Gabe rolled his shoulders, trying to dislodge the massive chip on his shoulder. Annoyed with himself, he slapped his broad hand on the door leading to the ICU and pushed Elana ahead of him. The waiting room, as he quickly noticed, was empty.
“Where are they? Where are my mother and my brothers? Joe?” Her face suffused with color, and tears shimmered in her big round eyes. Elana lifted her fingers to her mouth. “Oh, God, is Daddy dead?”
Acquire, assess, act. It was one of Harrison’s favorite quotes. Gabe tried to swallow, conscious of the lump in his throat. Harrison was the only father he had, and he couldn’t be dead. He wouldn’t allow that. “Take a breath, Elana, and let’s ask. Don’t make assumptions.”
“My father is in ICU, my family is not here and you can’t tell me how to feel!”
I’m your family, too, Gabe wanted to point out, and I’m trying to help, dammit. But, as he well knew, there was no reasoning with Elana when she was upset. He glanced at the nurses’ station and cursed when he saw that it was empty.
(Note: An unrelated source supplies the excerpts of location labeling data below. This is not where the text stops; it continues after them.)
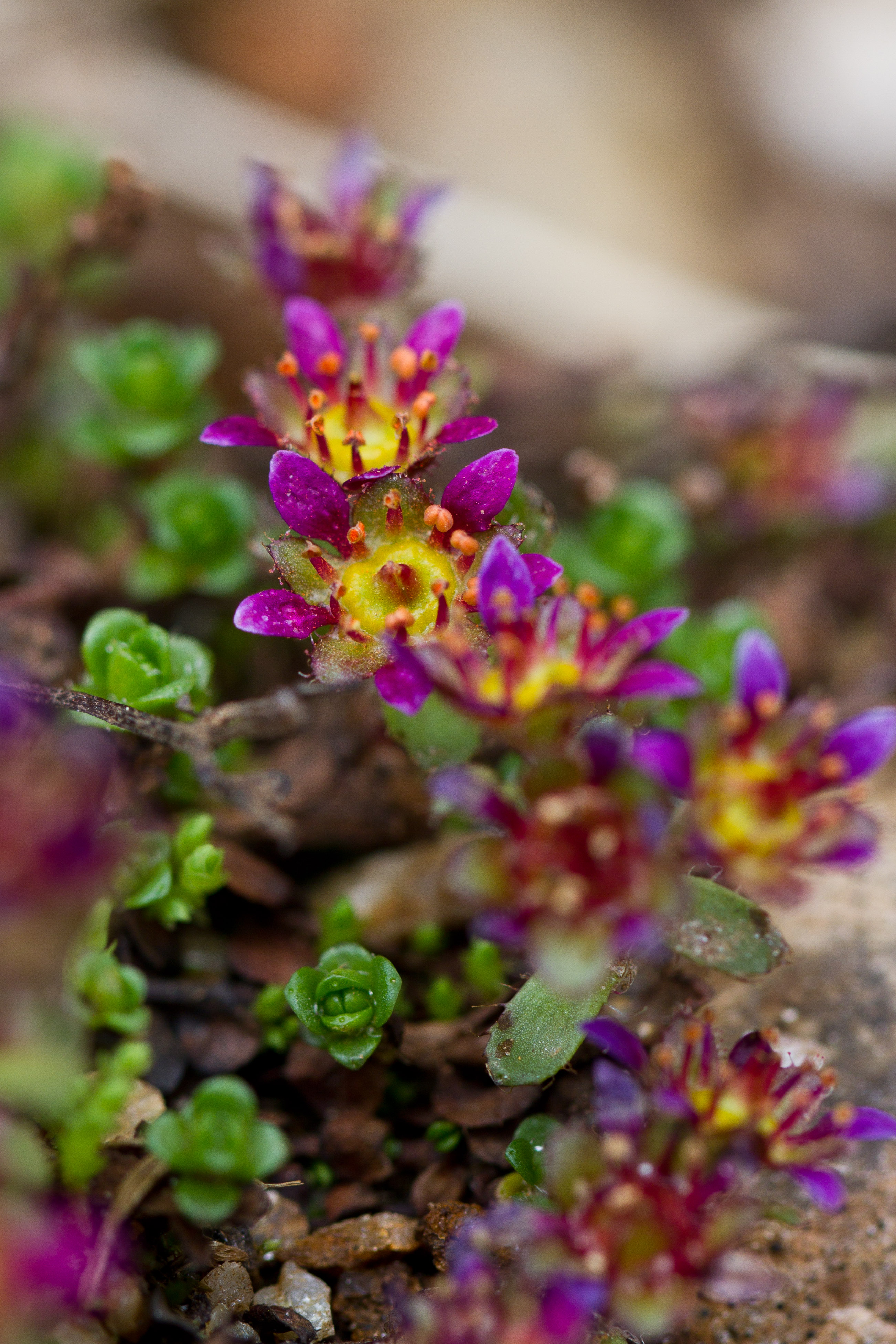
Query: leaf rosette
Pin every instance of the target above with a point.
(344, 1002)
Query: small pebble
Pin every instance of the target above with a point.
(304, 1293)
(230, 1292)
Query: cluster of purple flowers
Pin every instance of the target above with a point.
(648, 1207)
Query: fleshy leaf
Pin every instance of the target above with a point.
(541, 1030)
(437, 736)
(526, 1151)
(727, 932)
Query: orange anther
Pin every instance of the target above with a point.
(624, 607)
(588, 596)
(769, 703)
(399, 619)
(832, 765)
(404, 362)
(464, 543)
(438, 518)
(288, 365)
(330, 363)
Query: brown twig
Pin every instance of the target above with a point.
(256, 793)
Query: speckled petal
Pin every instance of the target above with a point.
(238, 432)
(312, 335)
(758, 667)
(308, 499)
(481, 490)
(280, 612)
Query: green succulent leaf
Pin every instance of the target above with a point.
(727, 932)
(539, 1031)
(437, 736)
(526, 1151)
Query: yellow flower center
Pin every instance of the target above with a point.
(381, 439)
(399, 574)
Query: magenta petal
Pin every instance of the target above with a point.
(824, 1187)
(467, 428)
(569, 1307)
(645, 631)
(663, 756)
(312, 334)
(309, 500)
(868, 1123)
(653, 678)
(238, 432)
(505, 588)
(437, 330)
(480, 491)
(280, 612)
(617, 1041)
(404, 685)
(758, 667)
(864, 743)
(854, 842)
(543, 570)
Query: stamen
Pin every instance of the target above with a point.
(464, 543)
(370, 334)
(399, 619)
(422, 406)
(330, 363)
(588, 596)
(354, 440)
(394, 515)
(624, 607)
(316, 425)
(404, 363)
(399, 425)
(355, 404)
(438, 518)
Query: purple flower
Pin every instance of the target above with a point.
(768, 779)
(405, 568)
(563, 652)
(366, 408)
(362, 248)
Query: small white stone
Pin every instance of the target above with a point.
(306, 1293)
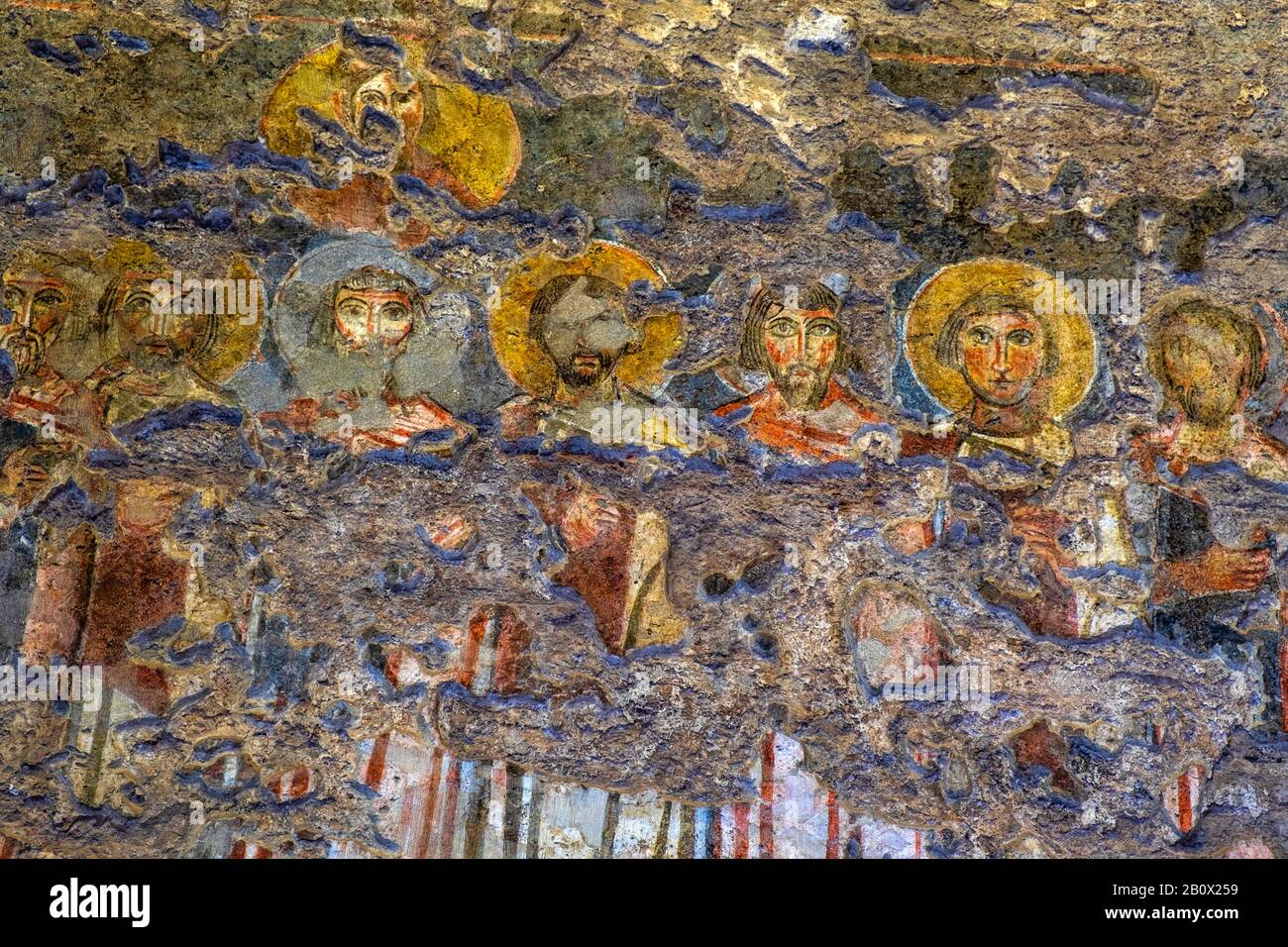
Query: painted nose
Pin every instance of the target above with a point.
(1000, 356)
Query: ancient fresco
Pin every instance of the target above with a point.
(643, 429)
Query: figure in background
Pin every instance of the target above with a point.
(983, 341)
(563, 334)
(365, 112)
(1210, 360)
(362, 352)
(805, 411)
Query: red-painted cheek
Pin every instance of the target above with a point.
(977, 363)
(781, 352)
(1021, 363)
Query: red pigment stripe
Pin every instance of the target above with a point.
(833, 827)
(767, 796)
(393, 664)
(376, 764)
(741, 819)
(447, 826)
(1283, 681)
(381, 441)
(1183, 800)
(426, 830)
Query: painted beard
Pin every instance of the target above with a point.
(158, 355)
(585, 368)
(803, 386)
(382, 133)
(26, 348)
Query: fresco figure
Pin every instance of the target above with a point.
(355, 322)
(50, 420)
(364, 108)
(563, 335)
(1210, 360)
(172, 350)
(980, 341)
(805, 410)
(50, 338)
(589, 369)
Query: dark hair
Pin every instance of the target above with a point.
(815, 296)
(557, 287)
(1252, 375)
(323, 331)
(948, 344)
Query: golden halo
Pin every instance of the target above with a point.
(941, 294)
(235, 341)
(1153, 324)
(522, 357)
(476, 138)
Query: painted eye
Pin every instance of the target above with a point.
(140, 304)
Walking toward the second set of doors leading to the ward, he looked through the high windows set into the door and noticed that the nurses were hovering around a bed on the far side of the wall. Judging by the pretty toes he could see, the patient they were working on was not Harrison. He turned back to Elana and issued a terse instruction. “You call your brothers, and I’ll call Mariella. Maybe, between us, we can find out what the hell is going on.”